Спустя минут двадцать это видео меня утомило, и слушал его фоном, а сам чатился с друзьями в телефоне. Я снова обратил внимание на экран, когда услышал отцовский шепот: «Мы там веселимся, а Сашка-дурак спит!». На слове «спит» голос отца сильно исказился, как у говорящей игрушки со старой батарейкой, а по экрану промелькнуло жирное чёрно-белое пятно. Отмотав чуть назад, я понял, что отец ушёл с камерой в другую комнату, чтобы снять спящего дядю Сашу. Это был брат отца. На экране зернила тьма. Тусклый торшер плохо освещал комнату, но так как я знал этот дом, мне было нетрудно догадаться, что тёмный прямоугольник — это спинка кровати дяди Саши, а светлая полоска у стены — это его костыль. «Мы там веселимся, а Сашка-дурак спит!», — снова услышал я. Искажённое слово «спит» звучало протяжно и жутковато. Черно-белое пятно заполонило экран и пропало. Снова возникла мрачная комната дяди Саши. «Сашка, пошли спляшем», — задорно говорил отец. Только он позволял себе подшучивать над дядей Сашей. Остальные его жалели. Этот человек в двадцать шесть лет пострадал в автокатастрофе, едва не потерял ногу, пережил операцию на мозг и тронулся умом. Последнее он прекрасно осознавал, сам часто говорил, что у него «мозги набекрень». Дядя Саша только и делал, что лежал в своей кровати и несколько раз в день выходил на улицу покурить. Выглядел он всегда угрюмо. Не помню, чтобы дядя Саша когда-нибудь улыбался или смеялся. Я никогда не думал о нём плохо, даже когда он в гневе стучал костылём по полу и материл всех кого видел. Мне всегда казалось, что ещё немного, и дядя Саша умрёт, однако он пережил моего папку на четыре года…
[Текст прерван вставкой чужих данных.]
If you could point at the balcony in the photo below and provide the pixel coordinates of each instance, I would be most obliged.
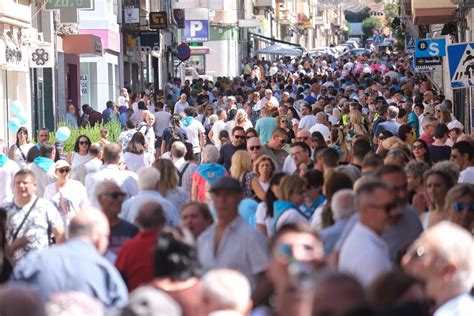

«Тапки-то раскидал свои», — говорил отец искажённым голосом. Я придвинулся к экрану, чтобы разглядеть спящего дядю Сашу, но каждый раз, когда камера нацеливалась на него по экрану, мельтешили эти странные пятна. Снова отмотав назад, я стал просматривать запись покадрово. Стоп-кадр на пленке дёргался и создавал дополнительные помехи, но когда на экране вспыхнуло первое светлое пятно, я увидел лицо… Голова старухи, заваленная на бок. Она будто выглядывала из правой части экрана. Видно её было достаточно чётко: ясно выделялись скулы и морщины под глазами. Вот только самих глаз было не видно. В том кадре глаза были смазаны, будто стёрты. Я нажал на кнопку, чтобы увидеть следующий кадр, и вот глаза появились. Будто старуха резко подняла веки. Глаза у неё были странные: радужная оболочка бесцветная или её вовсе не было, только зрачки чернели точками в белках. По спине пробежал холодок, но ничего такого я не подумал. Всё-таки плёнка — могли остаться кадры от предыдущей записи. Я пролистал ещё три кадра, и тут мне стало не по себе… Старуха медленно открыла рот. Однако выглядело это очень неестественно: челюсть криво съехала в бок и повисла. Так у живых людей рты не открываются… Дальше светлое пятно гасло, а вместе с ним и лицо старухи. На экран возвращалась комната дяди Саши. Вспомнив, что дальше есть другие вспышки, я перемотал плёнку и стал смотреть покадрово каждое мелькающее светлое пятно. Следующее изображение мне было трудно разобрать, пока я не сообразил, что оно тоже завалено на бок. Чтобы лучше разглядеть, я лёг перед телевизором так, чтобы видеть кадр нормально. На экране возникло какое-то существо, похожее на человека, только с очень длинными руками, как у обезьяны. Это существо отбросило в сторону длинный плоский предмет и пыталось выбраться из какого-то ящика. Двигалось существо судорожно и агрессивно. По крайней мере, мне так показалось. Оно моргало глазами и открывало рот. Но черты его лица разглядеть было невозможно. Потом я покадрово пролистал ещё пару таких вспышек, но там были только подвижные тёмные круги. Тогда я ещё раз посмотрел кадры со старухой. Теперь она мне казалась совсем неестественной и неживой. От этого мне стало жутко, и я решил, что лучше просмотреть кассету днём.